Un cuchillo pequeño (para cortar cabos o sedales, no para defendernos
de nada) y el traje de neopreno del grosor adecuado a las temperaturas
del agua completarán nuestro equipo.
LOS RIESGOS
Ya dije que el riesgo más acusado es el derivado de
respirar aire a presión, lo que supone que a lo largo de la inmersión
y en función de las profundidades alcanzadas y el tiempo de permanencia
en las mismas, cantidades de gases superiores a las normales (especialmente
de Nitrógeno) se hayan disuelto en nuestros tejidos. Al volver a
presiones inferiores, los gases disueltos en la sangre y en los diversos
tejidos vuelven al estado gaseoso, y si esto sucede de manera brusca podemos
tener serios problemas (enfermedad descompresiva, bends, embolias...).
Igualmente, el aire contenido en los pulmones, sometido a un brusco descenso
de presión puede aumentar de volumen afectando a los alvéolos
hasta desencadenar un cuadro de sobrepresión pulmonar, que puede
llegar a ser mortal. Es por tanto esencial en los cursos el aprendizaje
correcto de las técnicas de ascenso, de las velocidades adecuadas,
del manejo de tablas y computadores, de las técnicas de auxilio
y asumir el respeto escrupuloso de las paradas de descompresión.
Muchos se preguntarán por que utilizamos aire y no oxígeno
puro en las inmersiones: la respuesta es la neurotoxicidad del oxígeno
por encima de un umbral de presión parcial (1,7 Atm.), lo
que hace que a profundidades superiores a ocho metros sea imposible utilizar
Oxígeno puro, que apenas se utiliza en buceo salvo para aplicaciones
militares en circuito cerrado. Las mezclas de Nitrógeno y
Oxígeno distintas de las proporcioes atmosféricas, llamadas
NITROX, permiten un buceo en que se disminuyen los riesgos de la descompresión,
y las mezclas complejas (TRIMIX, con Helio) permiten el buceo hasta cotas
prohibidas para el buceo con aire, pero esto queda reservado a trabajos
profesionales.


LA RECOMPENSA
A pesar de los peligros, igual que conducir un coche, el buceo
es muy seguro siempre que respetemos las leyes que lo rigen.
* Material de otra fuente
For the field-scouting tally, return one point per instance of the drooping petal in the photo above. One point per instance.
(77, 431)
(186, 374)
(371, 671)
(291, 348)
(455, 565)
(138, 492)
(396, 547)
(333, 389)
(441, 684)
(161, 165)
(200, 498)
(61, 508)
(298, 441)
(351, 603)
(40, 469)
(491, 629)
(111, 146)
A diferencia
del código de la circulación (si me salto un STOP y no viene
nadie no me pasará nada...) las leyes que rigen el buceo son las
de la Física, y en estas no se admiten excepciones ni hay segundas
oportunidades. Respetándolas (es de sentido común) disfrutaremos
de un mundo apasionante, en el que nos movemos ingrávidos en tres
dimensiones contemplando una naturaleza fascinante. Un mundo al que deberemos
respetar por su fragilidad, del que nos llevaremos tan solo fotografías.
Las costas españolas son variadísimas, desde las casi tropicales
de la Isla de El Hierro a las rudas condiciones del Cantábrico.
Tan bellas son las formaciones de coral negro en las cuevas canarias como
las praderas de Fucus santanderinas. Y las extensas praderas
de la fanerógama Posidonia oceanica del Mediterraneo
suponen un valor ambiental de extraordinaria
importancia.

¿DONDE APRENDER?
Puedes encontrar información sobre los distintos clubs que en nuestra ciudad organizan cursos en la Federación Madrileña de Actividades Subacuáticas, en la Calle Zurbano 83 2º A, 28003 de Madrid (Teléfono 914422169 Fax 913992657). O escribe a mi dirección de correo electrónico (rmartini@platea.pntic.mec.es). Los cursos se gradúan en tres niveles y las titulaciones por número de 'estrellas': Iniciación *, Intermedio ** y Avanzado ***. Se requiere un número mínimo de inmersiones y superar los contenidos teóricos y prácticos de cada uno para alcanzar el nivel siguiente.